Transparency refers to tax­payers’ and citizens’ ability to learn how the money collected from them was distributed. Tax­payers being clear on exemp­tions, deductions, tax credits, etc. Since 2021, the transparency has somewhat decreased, based on the disclosure of spending and allocations by the central govern­ment. At the ground level, we also need transparency, as the lack of it encourages corruption across all civil services. A good example would be the change of ownership titles for farmland. Without open­ness and publicity thereof on fee structure, citizens ended up hav­ing to cough up whatever amount demanded by civil servants work­ing in these departments, just for the latter to do the job they get paid for by the government.

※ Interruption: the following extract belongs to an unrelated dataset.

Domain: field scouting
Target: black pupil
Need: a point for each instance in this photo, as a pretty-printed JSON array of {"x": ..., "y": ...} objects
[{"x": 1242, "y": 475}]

The last of the lot, the admin­istrative ease, refers to both the collectors and taxpayers. The sys­tem itself cannot be cumbersome or expensive. At present, due to different registration require­ments of various government departments, citizens, business owners and companies are given a run around having to register at different places, go to different de­partments, etc. There is also the issue of frequent changes of tax collectors and assessors, requir­ing the taxpayers to restart the whole process from the beginning.


Here comes interesting stats

In terms of evasion of com­mercial tax, the government has taken action at least 884 times in the last financial year. Fines have been imposed depending on the frequency of the offence, a total of K980 million. Yet, it still repre­sented only 0.03 per cent of the total commercial tax collections of the year.

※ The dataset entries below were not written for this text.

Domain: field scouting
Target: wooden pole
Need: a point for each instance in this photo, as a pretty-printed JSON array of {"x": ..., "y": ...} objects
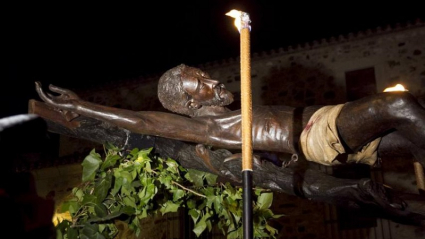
[
  {"x": 420, "y": 178},
  {"x": 243, "y": 22},
  {"x": 246, "y": 111}
]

Out of 283 branches of IRD across the country, only four per cent fall under SAS (Self-Assess­ment System). Yet collection-wise, offices under SAS collected 80 per cent of the taxes. The moral of the story seems to be to trust the taxpayer instead of the tax collectors. Most countries have also done away with OAS (Officer Assessment System), too.


There are many hotlines, branches and emails to ask for details on the taxes and clarify things. Yet, disagreement with the assessment can only be via written correspondence to the director-general of IRD.


The surprising finding in our inquiries was the fact that there has not been any reduction in tax revenues collected after 2021. Yes, there was a reduction during the COVID period, but not after that. We were saved by the SAS, per­haps.


Legal systems, integration issues, and high-level pushes are lacking to ensure that Myanmar has one unique ID number for every individual and entity that could be used for ALL govern­ment departments. This central­ized registration system is still not in place yet.


Last but not least, the issue of Facebook getting all ad rev­enues out of Myanmar-based companies, targeting Myanmar consumers and not paying any income tax here, is unlikely to be addressed at any time soon. Meanwhile, Myanmar continues to lose out on its share of tax rev­enues from the number one social media platform.